A brief essay on solidarity from a Hungarian university student, filled with all the frustration I had in my head for almost a decade now.
Solidarity has been a quite important phrase in the country I am from for the past few months. A slogan of the ongoing protests, you could say. This very situation that is going on in Hungary right now, made me understand what solidarity is.
For me, solidarity is when you protest for the rights of workers. Not because you will also become one in the future, but because when you think about what four-hundred hours of overtime work in a year means for a family, it breaks your heart. Too many children will grow up with their grandparents because mom and dad are working. Too many people will overwork themselves, just to earn enough money for their family to cover the very basic needs. Too many multinational companies will get richer every day, only shrugging when a simple worker dies.

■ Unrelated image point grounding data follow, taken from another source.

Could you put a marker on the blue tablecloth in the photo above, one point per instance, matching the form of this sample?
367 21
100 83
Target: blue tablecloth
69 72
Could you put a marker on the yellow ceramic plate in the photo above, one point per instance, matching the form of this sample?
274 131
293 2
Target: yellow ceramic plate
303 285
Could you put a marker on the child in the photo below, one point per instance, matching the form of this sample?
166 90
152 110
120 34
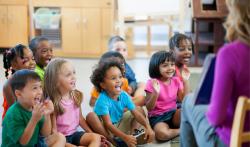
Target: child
117 43
59 86
107 78
125 86
16 58
43 53
30 115
182 46
161 94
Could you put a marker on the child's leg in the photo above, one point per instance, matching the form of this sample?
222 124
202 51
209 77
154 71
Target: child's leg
177 118
164 133
56 140
139 94
97 126
134 123
90 140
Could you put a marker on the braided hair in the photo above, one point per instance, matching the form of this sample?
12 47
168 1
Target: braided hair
10 55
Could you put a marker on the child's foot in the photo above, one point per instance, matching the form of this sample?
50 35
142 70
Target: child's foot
140 136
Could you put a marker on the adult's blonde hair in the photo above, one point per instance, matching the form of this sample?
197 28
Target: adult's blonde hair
238 21
51 86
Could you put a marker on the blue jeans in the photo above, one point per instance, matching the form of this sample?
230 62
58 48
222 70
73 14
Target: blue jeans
195 128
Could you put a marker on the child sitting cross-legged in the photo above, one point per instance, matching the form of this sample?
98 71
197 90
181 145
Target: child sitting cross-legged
29 116
112 101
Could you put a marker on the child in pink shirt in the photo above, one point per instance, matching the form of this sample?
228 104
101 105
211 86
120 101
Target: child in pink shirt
162 92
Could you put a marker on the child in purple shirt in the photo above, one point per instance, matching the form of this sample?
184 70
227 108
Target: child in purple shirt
161 95
210 125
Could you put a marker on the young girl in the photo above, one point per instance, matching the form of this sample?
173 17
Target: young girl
59 86
16 58
107 78
161 94
43 53
182 47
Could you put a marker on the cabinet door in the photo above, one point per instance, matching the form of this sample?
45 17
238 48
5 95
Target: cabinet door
71 30
107 27
3 27
92 31
18 25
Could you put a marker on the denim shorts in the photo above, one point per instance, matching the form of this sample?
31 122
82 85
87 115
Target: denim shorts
75 138
165 117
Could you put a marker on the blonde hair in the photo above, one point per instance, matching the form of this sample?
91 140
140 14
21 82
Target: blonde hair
238 21
51 88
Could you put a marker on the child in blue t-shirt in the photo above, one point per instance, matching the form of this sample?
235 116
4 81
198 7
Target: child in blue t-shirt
112 101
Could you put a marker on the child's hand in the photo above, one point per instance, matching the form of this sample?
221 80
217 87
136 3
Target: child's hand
156 86
130 140
130 90
149 135
185 73
48 107
37 112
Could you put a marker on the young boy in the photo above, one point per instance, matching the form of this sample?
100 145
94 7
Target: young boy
29 116
43 53
117 43
112 101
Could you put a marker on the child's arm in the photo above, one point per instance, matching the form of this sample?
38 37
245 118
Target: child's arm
149 133
47 126
83 123
129 139
152 97
92 101
180 94
37 114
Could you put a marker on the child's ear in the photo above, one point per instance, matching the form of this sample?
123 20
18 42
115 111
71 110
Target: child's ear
18 93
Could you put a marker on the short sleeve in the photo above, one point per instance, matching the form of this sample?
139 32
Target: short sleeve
129 103
94 93
149 86
15 126
180 84
101 108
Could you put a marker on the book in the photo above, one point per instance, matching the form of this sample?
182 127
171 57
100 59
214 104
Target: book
204 89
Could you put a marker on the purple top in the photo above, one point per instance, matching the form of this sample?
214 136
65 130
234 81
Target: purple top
232 79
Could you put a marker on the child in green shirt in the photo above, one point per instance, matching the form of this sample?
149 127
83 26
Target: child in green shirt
29 115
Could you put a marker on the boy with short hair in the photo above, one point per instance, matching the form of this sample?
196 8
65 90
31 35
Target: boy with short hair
29 115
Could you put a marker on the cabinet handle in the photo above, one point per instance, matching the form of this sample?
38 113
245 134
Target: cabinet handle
77 22
108 3
85 20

Solidarity is when you stand up for the rights of migrants. The war is the only wall that protects the status quo that is oh-so-dear for mainly the United States. They would never want to lose their power. Cries of innocent folks will
never be heard by them. Populists will build entire hate campaigns on “the evil that are trying to take over our glorious country” while closing immigrants in tight spaces without giving them food for days.
Solidarity is when you stand up for the rights of the LGBTQ community. When you are trying to help those who live their life in complete denial and hatred just because of their love life or gender. When you have the courage to ask the world: if a man and a woman can marry, why can’t gays? If a man and a woman will never be killed for holding hands, why would gay people be?
Solidarity is when you stand up for the equality of women. You do not say that women are better than men but women are better than how they are being treated right now. The pay gap, all of the society’s expectations about “how a women should look”, ”how a women should speak”. My long-time dream is to become a demolition expert. I got told I cannot be. Why? Because it is not a women’s job. Become a teacher instead. Become a pediatrician. Do that because that are jobs specifically for the “weaker gender”.
Solidarity is not something that can be defined in a dictionary. It is an overwhelming feeling of will to act, to help others in need, to do everything to protect the basic rights of every person, regardless of their gender, sexuality, financial situation or skin colour. Every one of us are equal human beings.